Noted theologian and New York Times op-ed columnist Charles Blow wants you to know that if you think Jesus Christ is important to salvation, you’re a knuckle-dragging Neanderthal, as well as a minority:
In June, the Pew Forum on Religion and Public Life published a controversial survey in which 70 percent of Americans said that they believed religions other than theirs could lead to eternal life.
This threw evangelicals into a tizzy. After all, the Bible makes it clear that heaven is a velvet-roped V.I.P. area reserved for Christians. Jesus said so: “I am the way, the truth and the life: no man cometh unto the Father, but by me.” But the survey suggested that Americans just weren’t buying that.
And since we all know that truth is determined by majority vote, it looks like evangelicals must be wrong, at least in the mind of a snarky Times columnist.
So in August, Pew asked the question again. (They released the results last week.) Sixty-five percent of respondents said — again — that other religions could lead to eternal life. But this time, to clear up any confusion, Pew asked them to specify which religions. The respondents essentially said all of them.
And they didn’t stop there. Nearly half also thought that atheists could go to heaven — dragged there kicking and screaming, no doubt — and most thought that people with no religious faith also could go.
Thereby demonstrating that 65% of Americans either are not Christians or are Christians who are theologically and biblically illiterate. What’s your point?
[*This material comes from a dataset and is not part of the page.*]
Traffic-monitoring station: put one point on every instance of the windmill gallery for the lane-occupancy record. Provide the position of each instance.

One very plausible explanation is that Americans just want good things to come to good people, regardless of their faith. As Alan Segal, a professor of religion at Barnard College told me: “We are a multicultural society, and people expect this American life to continue the same way in heaven.”
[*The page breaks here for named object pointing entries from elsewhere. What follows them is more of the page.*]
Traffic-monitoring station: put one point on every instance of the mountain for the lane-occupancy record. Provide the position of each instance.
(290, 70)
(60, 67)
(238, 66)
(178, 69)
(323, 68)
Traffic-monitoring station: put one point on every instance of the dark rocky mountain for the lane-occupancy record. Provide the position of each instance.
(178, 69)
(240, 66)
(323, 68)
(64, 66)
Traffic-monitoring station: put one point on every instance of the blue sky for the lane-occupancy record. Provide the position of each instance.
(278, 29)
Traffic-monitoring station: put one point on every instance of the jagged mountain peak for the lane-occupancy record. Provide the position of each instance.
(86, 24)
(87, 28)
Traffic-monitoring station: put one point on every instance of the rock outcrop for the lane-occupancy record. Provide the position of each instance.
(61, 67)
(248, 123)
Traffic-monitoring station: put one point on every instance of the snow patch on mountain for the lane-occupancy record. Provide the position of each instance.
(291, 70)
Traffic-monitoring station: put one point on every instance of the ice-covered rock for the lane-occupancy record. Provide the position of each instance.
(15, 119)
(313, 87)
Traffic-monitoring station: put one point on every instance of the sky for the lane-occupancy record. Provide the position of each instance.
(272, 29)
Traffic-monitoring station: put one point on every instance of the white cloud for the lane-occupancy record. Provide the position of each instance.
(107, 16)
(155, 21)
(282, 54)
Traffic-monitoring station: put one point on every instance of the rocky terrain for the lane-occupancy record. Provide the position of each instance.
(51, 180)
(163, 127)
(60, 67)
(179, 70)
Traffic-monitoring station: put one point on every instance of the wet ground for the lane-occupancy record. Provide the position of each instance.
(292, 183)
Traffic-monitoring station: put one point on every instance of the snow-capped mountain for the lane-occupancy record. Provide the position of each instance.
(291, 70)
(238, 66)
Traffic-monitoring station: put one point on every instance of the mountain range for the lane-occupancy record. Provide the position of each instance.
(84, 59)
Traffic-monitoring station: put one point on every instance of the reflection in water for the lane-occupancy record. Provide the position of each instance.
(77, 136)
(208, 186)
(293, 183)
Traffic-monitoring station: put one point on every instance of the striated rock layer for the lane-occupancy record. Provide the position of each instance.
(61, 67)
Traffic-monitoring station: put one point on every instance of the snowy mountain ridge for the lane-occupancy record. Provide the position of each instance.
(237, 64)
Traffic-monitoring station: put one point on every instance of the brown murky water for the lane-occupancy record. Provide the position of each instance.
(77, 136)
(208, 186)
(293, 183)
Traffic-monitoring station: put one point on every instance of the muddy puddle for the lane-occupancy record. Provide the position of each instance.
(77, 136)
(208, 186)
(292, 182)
And he says that like it’s a good thing. I like living in America just fine, but I’d like to think heaven will be a bit better than that. Blow, by the way, is a typically liberal Times columnist who normally doesn’t have much good to say about life in these United States. If heaven is like present-day America, presumably Blow will spend eternity criticizing God for not living up to his (Blow’s) ideals.
He explained that in our society, we meet so many good people of different faiths that it’s hard for us to imagine God letting them go to hell. In fact, in the most recent survey, Pew asked people what they thought determined whether a person would achieve eternal life. Nearly as many Christians said you could achieve eternal life by just being a good person as said that you had to believe in Jesus.
See previous comment re: illiteracy.
Also, many Christians apparently view their didactic text as flexible. According to Pew’s August survey, only 39 percent of Christians believe that the Bible is the literal word of God, and 18 percent think that it’s just a book written by men and not the word of God at all. In fact, on the question in the Pew survey about what it would take to achieve eternal life, only 1 percent of Christians said living life in accordance with the Bible.
Ditto on the 18%. I must confess that I have no clue what that last item actually means.
Now, there remains the possibility that some of those polled may not have understood the implications of their answers. As John Green, a senior fellow at the Pew Forum, said, “The capacity of ignorance to influence survey outcomes should never be underestimated.” But I don’t think that they are ignorant about this most basic tenet of their faith. I think that they are choosing to ignore it … for goodness sake.
And this is what this is all leading up to: lots of Christians are deliberately choosing to ignore important teachings of their faith, important elements of what it is that makes them Christians, and that’s a good thing, at least in the pages of the New York Times.